Ich kann diese Stadt nicht ohne tiefe Bewegung betrachten; mein ganzes Leben hängt daran. In meiner Jugend bin ich hierher gekommen, habe mich Paris ergeben, ohne je meine Unternehmungen weiter als bis Bas-Meudon, Ville d'Avray und Fontainebleau auszudehnen. Paris hat mich zu dem gemacht, was ich bin. Wieviel meiner geistigen Ausbildung verdanke ich Paris? Und indem ich so ein idealeres Vaterland gewonnen habe als das, welches mir die Geburt in arroganter Weise vorgeschrieben, da ich es mir mit Vorbedacht gewählt, hab ich meine Lebensspanne verdoppelt. Existiere ich nicht in zwei Ländern? Hab ich mich nicht mit zwei Garnituren Gedanken und Empfindungen versehn? Ach, die köstliche Wonne, un pays ami zu besitzen –ein Land, in das man gehn kann, wenn man das stumpfe Einerlei des Lebens so satt hat, daß man wahnsinnig werden könnte, wo man mit Gewißheit alle Gefühle des häuslichen Herdes findet und obendrein unberechenbare Launen. Die Freude an einer Literatur, die einem gehört, ohne einem ganz zu eigen zu sein, die einer wundervollen Mätresse gleicht, an der man sich für alle Trivialitäten des Lebens entschädigt! Der Vergleich läßt nichts zu wünschen übrig; denn obschon ich diese Franzosen besser kenne als irgendwen auf der Welt, müssen sie stets mein Vergnügen im Leben bleiben, aber nicht meine Arbeit. Merkwürdig, daß dem so ist, denn wahrhaftig, ich kenne sie merkwürdig gut. Ich kann sie ihr Leben von Stunde zu Stunde ausfüllen sehn; weiß, was sie im gegebenen Falle sagen würden.

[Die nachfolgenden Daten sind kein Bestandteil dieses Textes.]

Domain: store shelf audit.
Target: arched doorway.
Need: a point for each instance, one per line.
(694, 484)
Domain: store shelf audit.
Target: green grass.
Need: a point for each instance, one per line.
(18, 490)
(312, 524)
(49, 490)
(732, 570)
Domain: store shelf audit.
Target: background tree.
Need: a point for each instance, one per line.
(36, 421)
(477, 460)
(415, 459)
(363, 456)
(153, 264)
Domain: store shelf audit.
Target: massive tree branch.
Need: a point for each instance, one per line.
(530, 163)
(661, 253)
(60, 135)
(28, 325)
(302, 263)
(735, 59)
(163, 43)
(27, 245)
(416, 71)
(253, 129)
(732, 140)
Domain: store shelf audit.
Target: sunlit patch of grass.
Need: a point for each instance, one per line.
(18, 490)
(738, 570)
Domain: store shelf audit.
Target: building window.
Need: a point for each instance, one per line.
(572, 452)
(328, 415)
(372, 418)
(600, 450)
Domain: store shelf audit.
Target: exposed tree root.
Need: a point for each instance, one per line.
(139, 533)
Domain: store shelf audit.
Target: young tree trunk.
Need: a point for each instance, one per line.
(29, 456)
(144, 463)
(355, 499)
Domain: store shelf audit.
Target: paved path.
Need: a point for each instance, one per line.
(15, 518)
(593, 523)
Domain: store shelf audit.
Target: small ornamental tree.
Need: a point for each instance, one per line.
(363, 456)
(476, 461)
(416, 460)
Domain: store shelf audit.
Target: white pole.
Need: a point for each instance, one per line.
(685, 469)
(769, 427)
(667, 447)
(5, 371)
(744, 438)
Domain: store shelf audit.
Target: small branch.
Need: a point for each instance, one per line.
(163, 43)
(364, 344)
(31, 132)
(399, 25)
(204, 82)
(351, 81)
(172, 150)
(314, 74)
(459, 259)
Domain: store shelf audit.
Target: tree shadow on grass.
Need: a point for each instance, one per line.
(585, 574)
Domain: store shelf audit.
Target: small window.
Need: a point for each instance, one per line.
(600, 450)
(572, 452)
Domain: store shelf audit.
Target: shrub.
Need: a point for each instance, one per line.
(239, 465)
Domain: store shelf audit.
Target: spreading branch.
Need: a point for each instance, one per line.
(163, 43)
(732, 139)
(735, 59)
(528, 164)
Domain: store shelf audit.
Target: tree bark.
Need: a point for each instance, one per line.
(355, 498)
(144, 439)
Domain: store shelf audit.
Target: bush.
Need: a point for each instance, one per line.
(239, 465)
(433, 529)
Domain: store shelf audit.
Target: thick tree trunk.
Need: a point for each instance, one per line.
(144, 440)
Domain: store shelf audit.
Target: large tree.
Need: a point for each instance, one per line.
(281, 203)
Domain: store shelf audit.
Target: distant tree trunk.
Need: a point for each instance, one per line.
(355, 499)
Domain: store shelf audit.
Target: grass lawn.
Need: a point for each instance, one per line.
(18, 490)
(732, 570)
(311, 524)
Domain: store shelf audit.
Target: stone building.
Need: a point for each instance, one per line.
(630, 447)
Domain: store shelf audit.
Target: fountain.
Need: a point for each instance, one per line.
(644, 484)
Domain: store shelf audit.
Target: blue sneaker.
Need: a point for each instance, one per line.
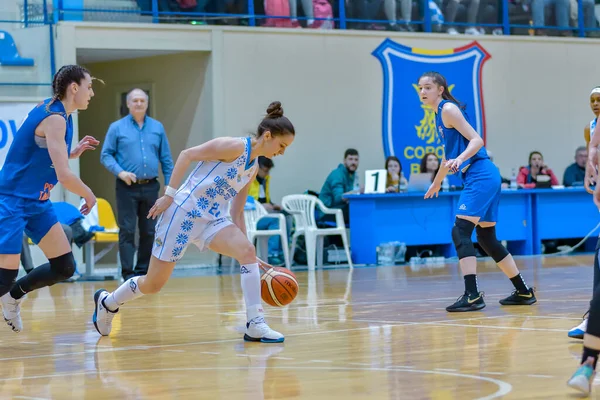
(578, 331)
(582, 378)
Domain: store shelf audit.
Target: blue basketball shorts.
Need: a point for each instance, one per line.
(18, 215)
(481, 194)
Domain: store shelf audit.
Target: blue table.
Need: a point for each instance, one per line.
(527, 216)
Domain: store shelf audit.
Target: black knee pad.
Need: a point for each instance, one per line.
(461, 236)
(486, 237)
(593, 319)
(63, 266)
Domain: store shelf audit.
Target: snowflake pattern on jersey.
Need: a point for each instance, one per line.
(202, 203)
(195, 213)
(176, 253)
(181, 239)
(231, 173)
(241, 160)
(211, 193)
(187, 225)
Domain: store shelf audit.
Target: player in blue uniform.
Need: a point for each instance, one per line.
(583, 378)
(36, 160)
(478, 204)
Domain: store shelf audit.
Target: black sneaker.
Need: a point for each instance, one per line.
(519, 299)
(467, 302)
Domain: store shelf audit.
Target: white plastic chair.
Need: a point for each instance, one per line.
(302, 207)
(251, 217)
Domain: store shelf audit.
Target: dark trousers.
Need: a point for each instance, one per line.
(133, 204)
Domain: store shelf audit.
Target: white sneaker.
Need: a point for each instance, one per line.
(257, 330)
(102, 317)
(578, 331)
(11, 309)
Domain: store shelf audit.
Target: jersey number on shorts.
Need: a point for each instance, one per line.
(45, 194)
(214, 210)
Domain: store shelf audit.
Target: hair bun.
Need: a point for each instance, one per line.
(274, 110)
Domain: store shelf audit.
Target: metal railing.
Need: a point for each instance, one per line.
(42, 12)
(34, 15)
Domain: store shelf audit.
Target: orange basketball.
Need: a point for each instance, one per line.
(278, 286)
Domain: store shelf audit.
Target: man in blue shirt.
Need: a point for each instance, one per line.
(575, 173)
(133, 148)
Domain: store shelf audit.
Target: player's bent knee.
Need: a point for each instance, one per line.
(461, 236)
(246, 254)
(593, 327)
(63, 266)
(486, 237)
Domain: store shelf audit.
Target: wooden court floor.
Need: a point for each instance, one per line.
(370, 333)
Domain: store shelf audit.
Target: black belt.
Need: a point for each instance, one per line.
(144, 181)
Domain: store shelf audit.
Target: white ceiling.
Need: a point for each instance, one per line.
(86, 56)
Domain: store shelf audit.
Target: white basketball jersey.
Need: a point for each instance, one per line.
(209, 188)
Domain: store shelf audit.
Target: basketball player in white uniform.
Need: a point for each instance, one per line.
(198, 213)
(578, 331)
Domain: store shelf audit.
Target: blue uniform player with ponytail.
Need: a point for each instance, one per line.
(478, 204)
(36, 161)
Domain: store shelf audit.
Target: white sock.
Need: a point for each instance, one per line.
(250, 276)
(128, 291)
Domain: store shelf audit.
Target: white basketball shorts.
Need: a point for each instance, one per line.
(177, 228)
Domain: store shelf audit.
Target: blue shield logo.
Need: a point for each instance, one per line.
(409, 130)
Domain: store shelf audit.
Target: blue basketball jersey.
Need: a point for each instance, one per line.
(454, 142)
(28, 171)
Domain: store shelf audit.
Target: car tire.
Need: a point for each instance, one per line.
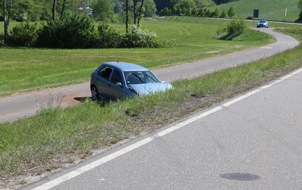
(94, 93)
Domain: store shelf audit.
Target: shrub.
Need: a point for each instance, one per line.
(23, 34)
(139, 38)
(108, 37)
(232, 30)
(72, 31)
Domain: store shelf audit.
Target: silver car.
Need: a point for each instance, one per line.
(115, 80)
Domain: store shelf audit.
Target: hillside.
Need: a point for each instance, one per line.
(268, 9)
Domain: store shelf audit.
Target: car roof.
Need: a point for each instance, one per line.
(124, 66)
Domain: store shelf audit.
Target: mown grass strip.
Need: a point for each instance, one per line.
(56, 137)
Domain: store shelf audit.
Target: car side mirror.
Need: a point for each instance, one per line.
(119, 84)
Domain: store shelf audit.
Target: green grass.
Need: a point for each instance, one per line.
(26, 69)
(268, 9)
(55, 137)
(58, 137)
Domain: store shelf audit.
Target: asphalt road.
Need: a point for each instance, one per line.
(250, 142)
(27, 104)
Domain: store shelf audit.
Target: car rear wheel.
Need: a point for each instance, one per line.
(94, 93)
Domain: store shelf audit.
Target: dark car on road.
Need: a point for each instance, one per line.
(115, 80)
(262, 23)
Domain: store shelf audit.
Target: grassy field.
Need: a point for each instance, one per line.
(25, 69)
(56, 138)
(268, 9)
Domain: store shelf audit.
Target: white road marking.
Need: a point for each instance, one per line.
(149, 139)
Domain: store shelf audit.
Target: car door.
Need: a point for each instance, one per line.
(118, 87)
(103, 82)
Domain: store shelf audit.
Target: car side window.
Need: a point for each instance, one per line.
(116, 77)
(105, 72)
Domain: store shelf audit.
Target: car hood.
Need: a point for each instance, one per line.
(149, 88)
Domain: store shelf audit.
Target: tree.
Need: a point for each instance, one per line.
(231, 12)
(6, 18)
(216, 13)
(223, 14)
(150, 8)
(53, 10)
(300, 7)
(102, 10)
(127, 15)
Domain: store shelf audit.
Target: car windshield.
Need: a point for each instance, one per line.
(140, 77)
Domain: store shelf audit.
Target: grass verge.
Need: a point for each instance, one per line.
(58, 137)
(26, 69)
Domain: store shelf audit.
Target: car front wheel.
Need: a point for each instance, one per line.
(94, 93)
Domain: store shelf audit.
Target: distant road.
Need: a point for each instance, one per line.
(27, 104)
(251, 142)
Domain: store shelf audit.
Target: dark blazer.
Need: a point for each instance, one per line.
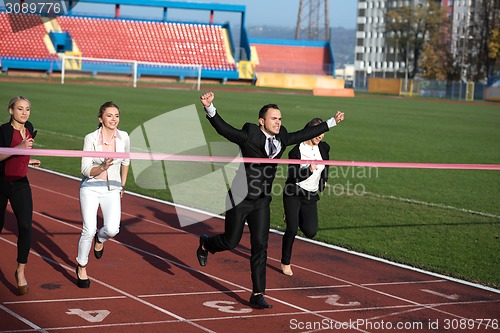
(6, 132)
(254, 180)
(297, 174)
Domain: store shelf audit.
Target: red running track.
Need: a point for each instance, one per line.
(149, 280)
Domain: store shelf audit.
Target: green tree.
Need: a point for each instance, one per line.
(413, 29)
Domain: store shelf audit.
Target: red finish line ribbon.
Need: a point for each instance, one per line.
(225, 159)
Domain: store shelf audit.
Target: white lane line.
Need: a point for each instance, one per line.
(65, 300)
(430, 204)
(119, 291)
(348, 282)
(338, 248)
(21, 318)
(173, 263)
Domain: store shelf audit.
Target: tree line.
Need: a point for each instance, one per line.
(423, 35)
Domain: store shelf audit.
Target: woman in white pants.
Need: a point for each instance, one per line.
(102, 185)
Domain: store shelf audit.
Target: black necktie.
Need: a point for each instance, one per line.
(272, 148)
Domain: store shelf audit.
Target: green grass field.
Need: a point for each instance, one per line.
(445, 221)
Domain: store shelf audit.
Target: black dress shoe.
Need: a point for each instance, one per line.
(259, 302)
(81, 283)
(200, 253)
(98, 254)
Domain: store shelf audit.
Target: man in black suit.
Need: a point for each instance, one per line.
(250, 193)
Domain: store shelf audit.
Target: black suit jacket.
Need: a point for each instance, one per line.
(254, 180)
(6, 132)
(297, 174)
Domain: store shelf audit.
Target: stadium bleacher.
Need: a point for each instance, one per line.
(293, 59)
(22, 36)
(149, 41)
(39, 43)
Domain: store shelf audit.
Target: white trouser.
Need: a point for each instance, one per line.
(90, 199)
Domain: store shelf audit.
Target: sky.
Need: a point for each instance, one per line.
(281, 13)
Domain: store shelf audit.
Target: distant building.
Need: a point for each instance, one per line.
(375, 58)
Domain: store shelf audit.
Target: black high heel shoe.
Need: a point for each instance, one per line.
(23, 290)
(98, 254)
(82, 283)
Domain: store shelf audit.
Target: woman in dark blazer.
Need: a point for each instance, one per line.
(14, 184)
(300, 195)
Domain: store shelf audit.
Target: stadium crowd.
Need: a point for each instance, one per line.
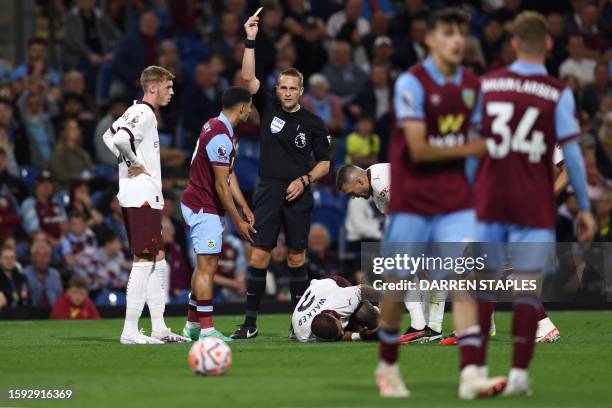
(60, 224)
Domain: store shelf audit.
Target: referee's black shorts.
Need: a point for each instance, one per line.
(272, 211)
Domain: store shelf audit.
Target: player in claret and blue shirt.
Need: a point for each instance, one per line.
(525, 112)
(435, 104)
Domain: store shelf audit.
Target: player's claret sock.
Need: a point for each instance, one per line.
(298, 283)
(256, 286)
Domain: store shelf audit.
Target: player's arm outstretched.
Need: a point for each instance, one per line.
(223, 189)
(248, 59)
(408, 102)
(240, 200)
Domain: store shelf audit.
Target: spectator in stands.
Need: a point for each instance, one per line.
(74, 303)
(13, 283)
(10, 184)
(104, 267)
(44, 282)
(324, 104)
(10, 220)
(90, 37)
(311, 55)
(114, 222)
(69, 160)
(200, 102)
(36, 64)
(135, 52)
(225, 39)
(321, 260)
(577, 64)
(399, 27)
(103, 155)
(363, 146)
(603, 213)
(7, 128)
(169, 58)
(78, 239)
(42, 211)
(180, 270)
(375, 96)
(346, 79)
(80, 202)
(230, 279)
(39, 130)
(348, 24)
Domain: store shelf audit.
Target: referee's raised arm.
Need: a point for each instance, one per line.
(248, 59)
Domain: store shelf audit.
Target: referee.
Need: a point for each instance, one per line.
(290, 136)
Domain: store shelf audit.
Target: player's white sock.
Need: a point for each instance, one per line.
(156, 296)
(437, 300)
(136, 295)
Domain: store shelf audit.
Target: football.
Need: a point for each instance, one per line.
(210, 356)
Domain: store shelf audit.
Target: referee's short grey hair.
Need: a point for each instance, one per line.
(346, 173)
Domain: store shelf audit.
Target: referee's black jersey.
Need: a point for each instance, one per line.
(288, 140)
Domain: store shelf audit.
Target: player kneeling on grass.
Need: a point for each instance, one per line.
(210, 193)
(333, 310)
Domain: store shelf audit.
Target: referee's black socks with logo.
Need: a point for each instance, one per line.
(298, 284)
(256, 286)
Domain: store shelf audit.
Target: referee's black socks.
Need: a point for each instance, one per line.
(256, 286)
(298, 284)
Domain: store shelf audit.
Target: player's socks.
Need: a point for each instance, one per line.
(298, 283)
(193, 320)
(256, 286)
(389, 344)
(136, 296)
(470, 342)
(485, 311)
(524, 325)
(437, 300)
(156, 296)
(205, 313)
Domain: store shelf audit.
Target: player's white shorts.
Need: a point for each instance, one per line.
(205, 230)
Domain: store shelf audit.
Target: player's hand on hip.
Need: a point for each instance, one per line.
(251, 27)
(586, 226)
(295, 189)
(248, 214)
(135, 171)
(245, 230)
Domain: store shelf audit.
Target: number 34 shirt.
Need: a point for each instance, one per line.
(289, 140)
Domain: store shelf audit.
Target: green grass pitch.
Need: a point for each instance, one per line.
(271, 371)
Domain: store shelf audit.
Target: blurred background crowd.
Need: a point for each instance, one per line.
(76, 69)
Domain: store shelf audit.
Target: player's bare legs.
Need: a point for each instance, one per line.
(200, 316)
(388, 377)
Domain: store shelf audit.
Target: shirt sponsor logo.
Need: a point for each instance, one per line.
(276, 125)
(300, 140)
(468, 96)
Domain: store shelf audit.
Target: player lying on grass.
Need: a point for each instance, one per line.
(375, 182)
(333, 310)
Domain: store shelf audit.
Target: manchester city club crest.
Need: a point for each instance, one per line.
(276, 125)
(468, 97)
(300, 140)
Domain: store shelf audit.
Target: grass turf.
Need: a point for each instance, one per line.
(271, 371)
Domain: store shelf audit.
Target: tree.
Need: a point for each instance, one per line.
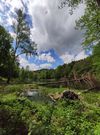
(5, 46)
(23, 42)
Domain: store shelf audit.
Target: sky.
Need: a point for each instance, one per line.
(52, 29)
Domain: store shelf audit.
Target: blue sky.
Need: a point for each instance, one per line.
(52, 29)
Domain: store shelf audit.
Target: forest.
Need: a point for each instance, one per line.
(57, 101)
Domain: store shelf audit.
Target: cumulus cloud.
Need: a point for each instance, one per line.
(33, 67)
(52, 28)
(46, 57)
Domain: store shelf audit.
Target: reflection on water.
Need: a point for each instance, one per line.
(35, 95)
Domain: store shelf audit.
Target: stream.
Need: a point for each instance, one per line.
(37, 96)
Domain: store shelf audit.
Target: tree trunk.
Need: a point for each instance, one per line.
(8, 80)
(98, 2)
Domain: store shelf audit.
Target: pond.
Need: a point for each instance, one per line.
(37, 96)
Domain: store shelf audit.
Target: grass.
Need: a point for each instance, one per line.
(65, 117)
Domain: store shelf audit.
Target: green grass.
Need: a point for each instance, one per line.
(64, 117)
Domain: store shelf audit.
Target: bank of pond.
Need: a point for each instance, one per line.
(29, 109)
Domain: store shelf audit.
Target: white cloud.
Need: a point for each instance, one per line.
(33, 67)
(45, 66)
(24, 63)
(67, 58)
(52, 28)
(81, 55)
(46, 57)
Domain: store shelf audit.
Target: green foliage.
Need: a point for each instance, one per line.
(19, 115)
(24, 44)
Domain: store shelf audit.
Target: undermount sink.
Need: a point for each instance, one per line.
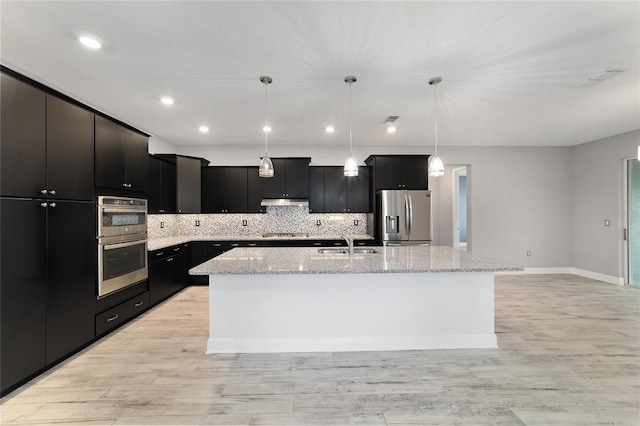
(344, 250)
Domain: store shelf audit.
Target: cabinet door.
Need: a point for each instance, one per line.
(254, 191)
(109, 154)
(154, 200)
(189, 184)
(235, 188)
(387, 172)
(69, 150)
(23, 135)
(297, 178)
(316, 189)
(275, 187)
(136, 152)
(168, 188)
(414, 172)
(212, 189)
(71, 272)
(359, 192)
(335, 190)
(22, 289)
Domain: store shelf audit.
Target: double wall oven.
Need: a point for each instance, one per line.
(122, 243)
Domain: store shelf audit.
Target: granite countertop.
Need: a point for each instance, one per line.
(307, 260)
(160, 243)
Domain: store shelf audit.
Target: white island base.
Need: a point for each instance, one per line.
(350, 312)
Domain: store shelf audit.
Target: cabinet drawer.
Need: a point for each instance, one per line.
(121, 313)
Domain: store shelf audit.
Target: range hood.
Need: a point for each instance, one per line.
(300, 202)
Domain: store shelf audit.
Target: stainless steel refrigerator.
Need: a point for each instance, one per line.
(404, 217)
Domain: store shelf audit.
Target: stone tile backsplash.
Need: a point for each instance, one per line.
(276, 219)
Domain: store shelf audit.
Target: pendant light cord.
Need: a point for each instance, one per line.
(435, 128)
(266, 111)
(350, 134)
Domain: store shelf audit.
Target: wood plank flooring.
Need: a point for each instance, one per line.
(569, 355)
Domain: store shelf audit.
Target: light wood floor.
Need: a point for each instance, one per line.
(569, 355)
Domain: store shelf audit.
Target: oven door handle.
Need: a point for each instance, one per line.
(122, 245)
(132, 209)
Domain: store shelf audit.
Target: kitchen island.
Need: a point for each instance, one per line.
(307, 300)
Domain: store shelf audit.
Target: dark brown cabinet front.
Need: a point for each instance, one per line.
(120, 157)
(290, 179)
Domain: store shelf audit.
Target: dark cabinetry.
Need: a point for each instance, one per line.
(231, 190)
(330, 191)
(188, 182)
(290, 179)
(162, 186)
(47, 144)
(166, 272)
(399, 171)
(120, 157)
(48, 284)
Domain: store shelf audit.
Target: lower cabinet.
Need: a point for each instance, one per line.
(119, 314)
(166, 272)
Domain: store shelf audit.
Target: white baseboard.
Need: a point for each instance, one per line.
(569, 270)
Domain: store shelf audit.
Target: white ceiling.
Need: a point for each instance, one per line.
(508, 68)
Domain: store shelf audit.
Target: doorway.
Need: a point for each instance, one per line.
(632, 231)
(460, 208)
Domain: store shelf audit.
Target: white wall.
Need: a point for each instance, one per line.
(596, 195)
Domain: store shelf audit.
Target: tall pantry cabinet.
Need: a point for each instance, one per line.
(47, 229)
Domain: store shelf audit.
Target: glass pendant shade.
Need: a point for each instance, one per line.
(436, 167)
(351, 167)
(266, 167)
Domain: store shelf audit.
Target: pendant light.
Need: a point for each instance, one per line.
(436, 166)
(266, 166)
(351, 165)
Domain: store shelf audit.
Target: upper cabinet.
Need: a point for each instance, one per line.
(188, 182)
(332, 192)
(399, 171)
(290, 179)
(231, 190)
(47, 144)
(120, 157)
(162, 186)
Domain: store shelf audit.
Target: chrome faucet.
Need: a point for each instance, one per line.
(349, 243)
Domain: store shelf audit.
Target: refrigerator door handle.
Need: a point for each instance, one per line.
(408, 211)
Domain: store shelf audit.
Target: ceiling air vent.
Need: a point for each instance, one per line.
(605, 75)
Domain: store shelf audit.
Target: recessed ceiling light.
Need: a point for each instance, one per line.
(90, 42)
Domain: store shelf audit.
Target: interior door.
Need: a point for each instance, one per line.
(633, 221)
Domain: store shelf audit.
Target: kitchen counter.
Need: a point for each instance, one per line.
(160, 243)
(308, 260)
(300, 300)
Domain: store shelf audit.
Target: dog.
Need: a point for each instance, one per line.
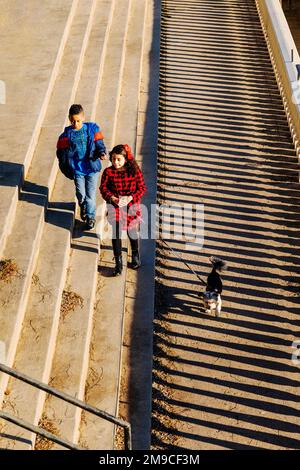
(212, 296)
(212, 302)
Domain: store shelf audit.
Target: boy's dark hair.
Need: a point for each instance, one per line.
(75, 109)
(130, 164)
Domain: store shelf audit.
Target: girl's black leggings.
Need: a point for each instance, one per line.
(133, 236)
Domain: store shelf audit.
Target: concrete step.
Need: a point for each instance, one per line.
(110, 89)
(70, 363)
(39, 330)
(105, 361)
(84, 259)
(42, 49)
(30, 211)
(45, 337)
(44, 166)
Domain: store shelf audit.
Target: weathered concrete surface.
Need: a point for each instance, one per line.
(226, 383)
(136, 385)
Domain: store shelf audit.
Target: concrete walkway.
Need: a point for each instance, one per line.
(60, 324)
(226, 383)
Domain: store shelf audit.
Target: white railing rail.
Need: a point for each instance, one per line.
(285, 59)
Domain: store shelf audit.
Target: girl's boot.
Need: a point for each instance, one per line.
(119, 266)
(136, 262)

Da ist zum Beispiel Paul. Ich verstehe nichts so vollkommen wie seine Denkart. Ich kenne ihre gewöhnliche Farbe, jeden einzelnen Ton, und doch kann ich Paul nicht zum Helden eines Romans machen, der auf dem Montmartre spielt, so gut ich diesen auch kenne. Ich weiß, wann Paul sich ankleidet, wie lang er dazu braucht, was er anzieht. Ich weiß, was er zum Frühstück ißt und durch welche Straßen er geht – ihre Länge, ihre Farbe, ihr Geruch sind mir bekannt. Ich weiß genau, wie ihm das Leben aufgegangen ist, wie es auf ihn gewirkt hat. Ich erinnere mich noch an den Tag, als ich ihm in London vorgestellt wurde. Paul in London! Er wollte dort mit einer petite fermiére zusammenkommen, in die er sich vernarrt hatte, als er in der Normandie war, um einen Roman zu vollenden. Paul ist fonciérement bon; er hat sie geheiratet, und hier wohnen sie jetzt. Sie haben ein Speisezimmer mit einem schönen eichenen Büfett und sechs dazu passenden Stühlen. Links liegt das Schlafzimmer, darin steht die Wiege für ihr Kind, die ihnen le grand, le cher et illustre maître zum Geschenk gemacht hat. Paul und Madame Paul stehn um zwölf Uhr auf, dann vertrödeln sie beim Frühstück Zeit; Freunde sprechen vor, und man vertrödelt bei den petits verres Zeit. Gegen vier Uhr fängt Paul an, seinen Artikel zu schreiben, den er bis zum Diner fertig oder fast fertig bekommt. Sie vertrödeln beim Diner Zeit, bis Paul seinen Artikel in die Redaktion bringen muß. Er vertrödelt in der Druckerei oder im Café Zeit, bis die Fahnen gesetzt sind, und wenn er sie korrigiert hat, vertrödelt er in den vielen Cafés des Faubourg Montmartre Zeit, raucht ungezählte Zigarren und tritt seinen Heimweg nach der Butte erst zwischen drei und vier Uhr morgens an. Paul ist dick und von gleichmäßigem Temperament. Er schwört den lieben langen Tag auf den Naturalismus, besonders nach dem Frühstück bei den petits verres. Er hat keinem Menschen je ein unfreundliches Wort gesagt, gewiß nie einen unfreundlichen Gedanken gehabt. Er hat sich früher viel mit Grisetten abgegeben, aber seit er verheiratet ist, hat er für nichts andres mehr Sinn als für seine Frau. Il écrit des choses raides, aber keine Frau hat je einen besseren Mann gehabt. So, jetzt kennt man ihn ebensogut wie ich.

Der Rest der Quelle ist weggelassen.